Michel Veunac est bien le fils spirituel de Didier Borotra et tout aussi doué que ce dernier pour l’enfumage. Depuis le début de son mandat, il nous a promis, en juin d’abord puis en octobre, une feuille de route pour les six ans de son mandat, expliquant aux Biarrots ses intentions sur des dossiers aussi sensibles qu’Aguilera, ou Iraty. Après avoir salué la courtoisie républicaine qu’il manifestait lors des conseils en laissant à l’opposition le temps de s’exprimer, Bisque, bisque, Basque!  s’était gaussé de ce maire qui semble aussi démuni que François Hollande au moment de prendre des décisions et qui, six mois après son avènement, n’est toujours pas capable d’expliquer précisément à ses concitoyens ce qu’il souhaite faire.

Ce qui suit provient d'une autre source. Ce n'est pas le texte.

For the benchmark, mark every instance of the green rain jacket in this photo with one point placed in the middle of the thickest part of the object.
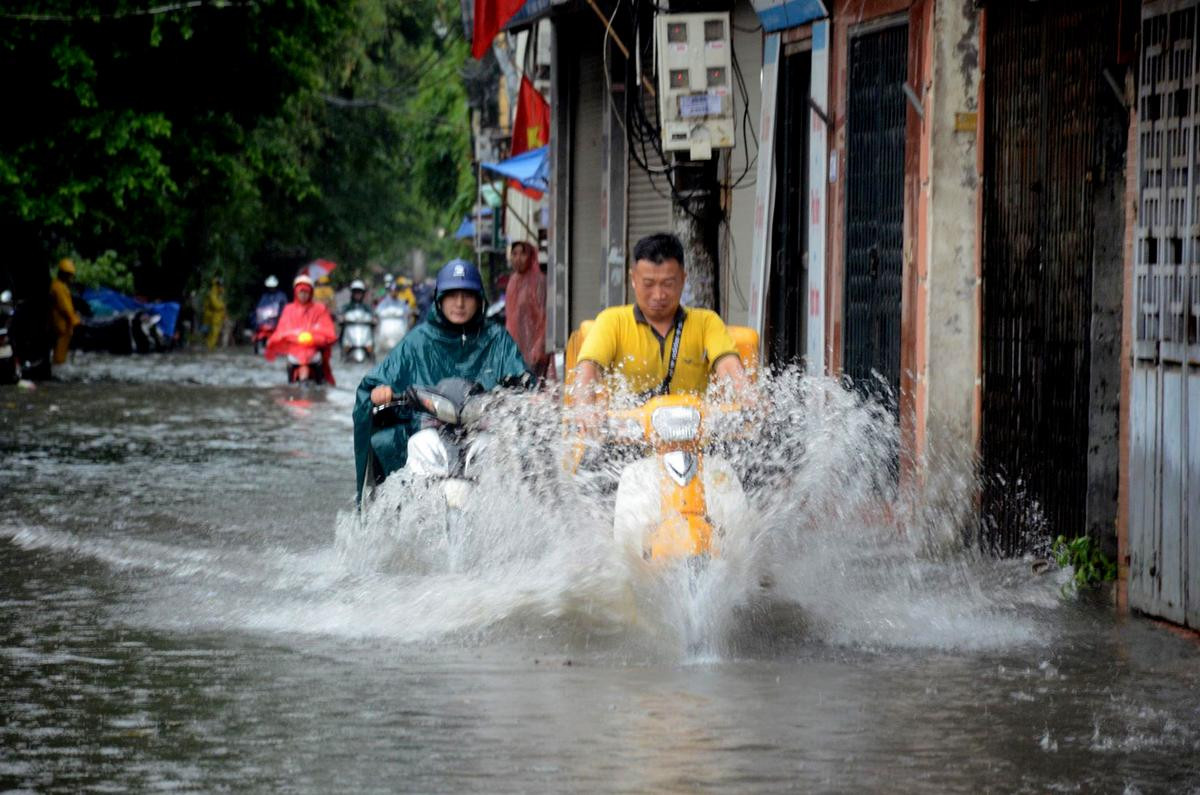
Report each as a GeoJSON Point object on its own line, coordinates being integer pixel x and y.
{"type": "Point", "coordinates": [435, 350]}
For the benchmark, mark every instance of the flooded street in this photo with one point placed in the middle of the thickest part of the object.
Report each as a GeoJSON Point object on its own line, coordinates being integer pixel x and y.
{"type": "Point", "coordinates": [191, 603]}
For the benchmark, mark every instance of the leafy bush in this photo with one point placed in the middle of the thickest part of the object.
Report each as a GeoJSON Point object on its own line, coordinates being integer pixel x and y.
{"type": "Point", "coordinates": [103, 272]}
{"type": "Point", "coordinates": [1091, 567]}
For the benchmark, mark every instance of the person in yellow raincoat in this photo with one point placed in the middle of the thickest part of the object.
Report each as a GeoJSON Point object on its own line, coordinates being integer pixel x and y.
{"type": "Point", "coordinates": [405, 292]}
{"type": "Point", "coordinates": [63, 316]}
{"type": "Point", "coordinates": [214, 312]}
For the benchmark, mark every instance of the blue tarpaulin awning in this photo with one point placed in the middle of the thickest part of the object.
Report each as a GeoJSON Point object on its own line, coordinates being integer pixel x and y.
{"type": "Point", "coordinates": [780, 15]}
{"type": "Point", "coordinates": [531, 168]}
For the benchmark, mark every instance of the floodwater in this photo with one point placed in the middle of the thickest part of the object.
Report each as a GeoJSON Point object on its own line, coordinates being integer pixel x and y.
{"type": "Point", "coordinates": [191, 603]}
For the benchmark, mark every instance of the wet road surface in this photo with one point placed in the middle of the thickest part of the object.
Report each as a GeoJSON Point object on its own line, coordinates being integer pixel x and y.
{"type": "Point", "coordinates": [186, 607]}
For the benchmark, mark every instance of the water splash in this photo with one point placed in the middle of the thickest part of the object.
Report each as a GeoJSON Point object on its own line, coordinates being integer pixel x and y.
{"type": "Point", "coordinates": [837, 548]}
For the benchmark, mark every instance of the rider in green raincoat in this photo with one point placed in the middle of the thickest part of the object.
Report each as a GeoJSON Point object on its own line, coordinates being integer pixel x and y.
{"type": "Point", "coordinates": [455, 342]}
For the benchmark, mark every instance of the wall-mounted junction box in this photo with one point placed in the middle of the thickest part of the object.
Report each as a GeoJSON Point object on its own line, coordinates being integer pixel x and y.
{"type": "Point", "coordinates": [695, 82]}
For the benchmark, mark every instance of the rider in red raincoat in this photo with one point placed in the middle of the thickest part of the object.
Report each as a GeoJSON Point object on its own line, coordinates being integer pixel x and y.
{"type": "Point", "coordinates": [304, 324]}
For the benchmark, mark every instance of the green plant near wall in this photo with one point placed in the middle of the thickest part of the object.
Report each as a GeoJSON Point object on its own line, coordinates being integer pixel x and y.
{"type": "Point", "coordinates": [105, 270]}
{"type": "Point", "coordinates": [1091, 567]}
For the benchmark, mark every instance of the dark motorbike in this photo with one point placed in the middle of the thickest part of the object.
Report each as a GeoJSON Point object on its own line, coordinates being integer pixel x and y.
{"type": "Point", "coordinates": [358, 335]}
{"type": "Point", "coordinates": [132, 332]}
{"type": "Point", "coordinates": [267, 317]}
{"type": "Point", "coordinates": [10, 368]}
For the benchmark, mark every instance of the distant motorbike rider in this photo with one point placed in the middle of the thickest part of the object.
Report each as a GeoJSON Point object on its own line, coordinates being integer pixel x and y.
{"type": "Point", "coordinates": [304, 324]}
{"type": "Point", "coordinates": [394, 299]}
{"type": "Point", "coordinates": [215, 312]}
{"type": "Point", "coordinates": [403, 292]}
{"type": "Point", "coordinates": [455, 342]}
{"type": "Point", "coordinates": [323, 293]}
{"type": "Point", "coordinates": [274, 296]}
{"type": "Point", "coordinates": [358, 298]}
{"type": "Point", "coordinates": [64, 317]}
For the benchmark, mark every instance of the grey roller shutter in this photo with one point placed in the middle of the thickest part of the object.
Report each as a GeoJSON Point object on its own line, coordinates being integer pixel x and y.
{"type": "Point", "coordinates": [587, 249]}
{"type": "Point", "coordinates": [649, 209]}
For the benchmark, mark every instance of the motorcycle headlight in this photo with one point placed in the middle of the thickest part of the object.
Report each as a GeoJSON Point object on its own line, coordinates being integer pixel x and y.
{"type": "Point", "coordinates": [676, 423]}
{"type": "Point", "coordinates": [625, 428]}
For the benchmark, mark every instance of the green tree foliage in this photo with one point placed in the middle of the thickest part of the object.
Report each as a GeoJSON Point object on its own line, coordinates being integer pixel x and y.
{"type": "Point", "coordinates": [232, 136]}
{"type": "Point", "coordinates": [105, 270]}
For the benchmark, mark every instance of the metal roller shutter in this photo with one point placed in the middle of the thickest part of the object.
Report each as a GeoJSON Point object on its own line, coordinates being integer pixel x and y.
{"type": "Point", "coordinates": [587, 259]}
{"type": "Point", "coordinates": [649, 209]}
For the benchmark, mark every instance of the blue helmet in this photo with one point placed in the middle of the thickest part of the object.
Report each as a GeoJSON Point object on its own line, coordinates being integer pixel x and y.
{"type": "Point", "coordinates": [459, 274]}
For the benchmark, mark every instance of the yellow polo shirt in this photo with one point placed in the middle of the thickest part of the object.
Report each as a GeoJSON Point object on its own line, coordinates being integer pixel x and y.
{"type": "Point", "coordinates": [630, 352]}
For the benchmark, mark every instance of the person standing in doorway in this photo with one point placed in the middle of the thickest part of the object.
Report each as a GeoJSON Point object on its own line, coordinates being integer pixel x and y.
{"type": "Point", "coordinates": [525, 308]}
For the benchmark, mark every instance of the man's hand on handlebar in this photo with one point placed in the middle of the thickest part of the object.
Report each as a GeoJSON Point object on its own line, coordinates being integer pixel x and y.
{"type": "Point", "coordinates": [381, 395]}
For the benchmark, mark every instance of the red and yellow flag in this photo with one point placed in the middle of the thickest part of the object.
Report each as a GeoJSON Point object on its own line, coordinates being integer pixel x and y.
{"type": "Point", "coordinates": [490, 17]}
{"type": "Point", "coordinates": [531, 127]}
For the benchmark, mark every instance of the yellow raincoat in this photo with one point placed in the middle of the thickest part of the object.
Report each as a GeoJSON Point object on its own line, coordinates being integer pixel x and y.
{"type": "Point", "coordinates": [214, 314]}
{"type": "Point", "coordinates": [63, 316]}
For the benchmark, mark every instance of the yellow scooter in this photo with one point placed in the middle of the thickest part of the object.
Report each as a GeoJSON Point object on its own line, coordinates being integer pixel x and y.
{"type": "Point", "coordinates": [679, 502]}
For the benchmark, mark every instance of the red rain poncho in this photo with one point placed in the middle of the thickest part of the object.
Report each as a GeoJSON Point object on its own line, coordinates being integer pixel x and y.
{"type": "Point", "coordinates": [525, 315]}
{"type": "Point", "coordinates": [297, 318]}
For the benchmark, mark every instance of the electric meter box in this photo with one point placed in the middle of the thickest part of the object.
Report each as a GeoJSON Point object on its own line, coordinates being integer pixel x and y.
{"type": "Point", "coordinates": [695, 82]}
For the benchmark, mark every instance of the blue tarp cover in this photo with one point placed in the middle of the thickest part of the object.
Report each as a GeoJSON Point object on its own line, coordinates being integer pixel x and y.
{"type": "Point", "coordinates": [780, 15]}
{"type": "Point", "coordinates": [467, 228]}
{"type": "Point", "coordinates": [109, 302]}
{"type": "Point", "coordinates": [531, 168]}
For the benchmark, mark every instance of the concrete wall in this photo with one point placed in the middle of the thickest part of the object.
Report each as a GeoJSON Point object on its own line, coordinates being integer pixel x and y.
{"type": "Point", "coordinates": [737, 239]}
{"type": "Point", "coordinates": [948, 375]}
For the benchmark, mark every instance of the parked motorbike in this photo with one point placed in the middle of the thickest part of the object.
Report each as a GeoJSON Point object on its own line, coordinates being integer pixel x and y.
{"type": "Point", "coordinates": [267, 317]}
{"type": "Point", "coordinates": [132, 332]}
{"type": "Point", "coordinates": [358, 335]}
{"type": "Point", "coordinates": [395, 318]}
{"type": "Point", "coordinates": [10, 368]}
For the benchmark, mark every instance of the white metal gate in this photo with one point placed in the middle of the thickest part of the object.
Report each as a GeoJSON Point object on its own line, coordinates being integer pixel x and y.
{"type": "Point", "coordinates": [1164, 455]}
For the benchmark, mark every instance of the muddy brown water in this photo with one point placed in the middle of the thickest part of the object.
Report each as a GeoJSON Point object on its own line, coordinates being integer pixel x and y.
{"type": "Point", "coordinates": [178, 613]}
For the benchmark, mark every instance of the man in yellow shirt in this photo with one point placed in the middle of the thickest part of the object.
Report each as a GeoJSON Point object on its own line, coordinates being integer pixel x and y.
{"type": "Point", "coordinates": [64, 318]}
{"type": "Point", "coordinates": [655, 346]}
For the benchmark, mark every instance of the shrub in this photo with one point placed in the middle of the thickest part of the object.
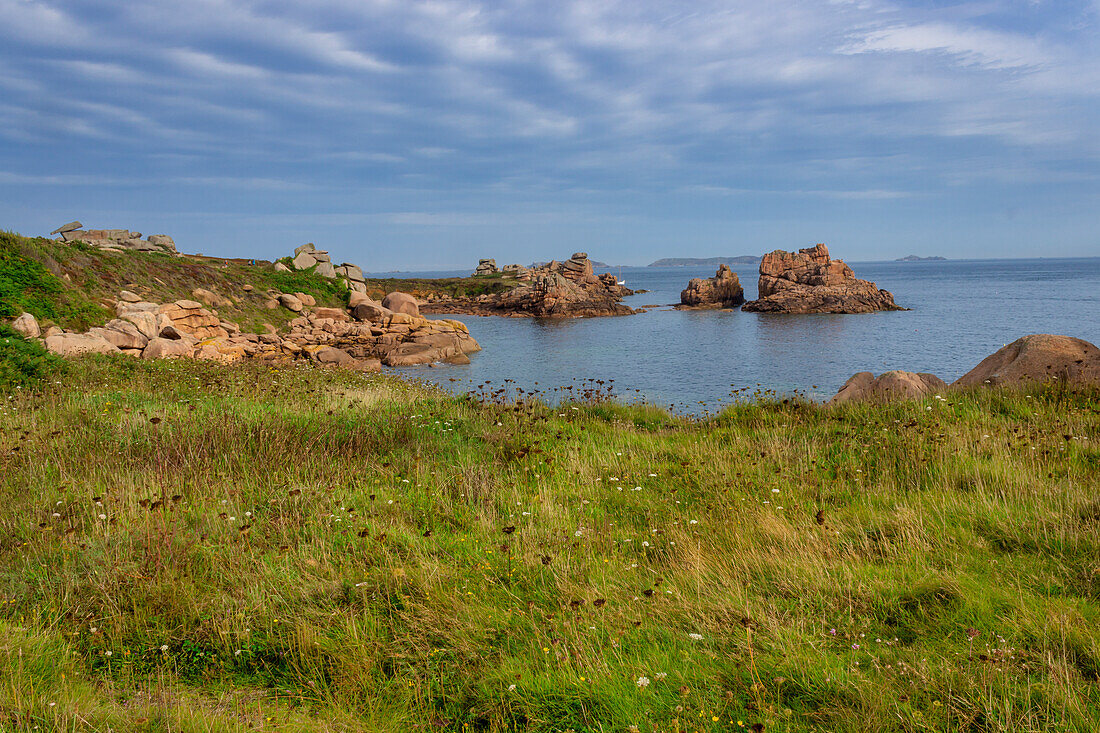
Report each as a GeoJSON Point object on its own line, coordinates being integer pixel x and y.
{"type": "Point", "coordinates": [23, 362]}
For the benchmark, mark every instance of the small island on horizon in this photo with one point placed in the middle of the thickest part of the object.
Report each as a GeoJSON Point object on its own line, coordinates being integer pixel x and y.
{"type": "Point", "coordinates": [704, 262]}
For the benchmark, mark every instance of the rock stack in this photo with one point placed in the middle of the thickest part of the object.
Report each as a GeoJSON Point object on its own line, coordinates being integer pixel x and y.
{"type": "Point", "coordinates": [807, 281]}
{"type": "Point", "coordinates": [308, 255]}
{"type": "Point", "coordinates": [393, 332]}
{"type": "Point", "coordinates": [556, 290]}
{"type": "Point", "coordinates": [486, 267]}
{"type": "Point", "coordinates": [723, 291]}
{"type": "Point", "coordinates": [114, 240]}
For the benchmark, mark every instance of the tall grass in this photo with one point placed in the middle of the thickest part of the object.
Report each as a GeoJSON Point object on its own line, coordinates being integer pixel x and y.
{"type": "Point", "coordinates": [193, 547]}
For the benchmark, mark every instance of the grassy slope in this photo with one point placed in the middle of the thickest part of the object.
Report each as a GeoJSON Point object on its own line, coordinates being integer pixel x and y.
{"type": "Point", "coordinates": [310, 550]}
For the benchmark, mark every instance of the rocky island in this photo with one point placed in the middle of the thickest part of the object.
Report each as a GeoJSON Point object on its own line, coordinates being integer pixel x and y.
{"type": "Point", "coordinates": [807, 281]}
{"type": "Point", "coordinates": [557, 290]}
{"type": "Point", "coordinates": [723, 291]}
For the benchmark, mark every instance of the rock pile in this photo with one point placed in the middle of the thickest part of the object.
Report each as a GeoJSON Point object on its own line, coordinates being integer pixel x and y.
{"type": "Point", "coordinates": [556, 290]}
{"type": "Point", "coordinates": [723, 291]}
{"type": "Point", "coordinates": [486, 267]}
{"type": "Point", "coordinates": [372, 335]}
{"type": "Point", "coordinates": [308, 255]}
{"type": "Point", "coordinates": [865, 386]}
{"type": "Point", "coordinates": [807, 281]}
{"type": "Point", "coordinates": [114, 240]}
{"type": "Point", "coordinates": [1037, 358]}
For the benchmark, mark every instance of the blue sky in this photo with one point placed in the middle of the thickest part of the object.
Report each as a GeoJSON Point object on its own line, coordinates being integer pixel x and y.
{"type": "Point", "coordinates": [425, 134]}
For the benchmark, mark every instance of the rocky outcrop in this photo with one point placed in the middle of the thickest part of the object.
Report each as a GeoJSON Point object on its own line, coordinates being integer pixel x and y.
{"type": "Point", "coordinates": [865, 386]}
{"type": "Point", "coordinates": [307, 256]}
{"type": "Point", "coordinates": [556, 290]}
{"type": "Point", "coordinates": [723, 291]}
{"type": "Point", "coordinates": [1036, 359]}
{"type": "Point", "coordinates": [486, 267]}
{"type": "Point", "coordinates": [807, 281]}
{"type": "Point", "coordinates": [364, 339]}
{"type": "Point", "coordinates": [116, 239]}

Vendredi, au détour d’une délibération anodine, notre Mimi-la-malice, de lin blanc vêtu, s’est livré à une de ces petites contorsions sémantiques dont il a le secret. «  Je profite de cette intervention pour vous annoncer que le 15 octobre prochain, je tiendrai une conférence de presse sur mon bilan des six premiers mois »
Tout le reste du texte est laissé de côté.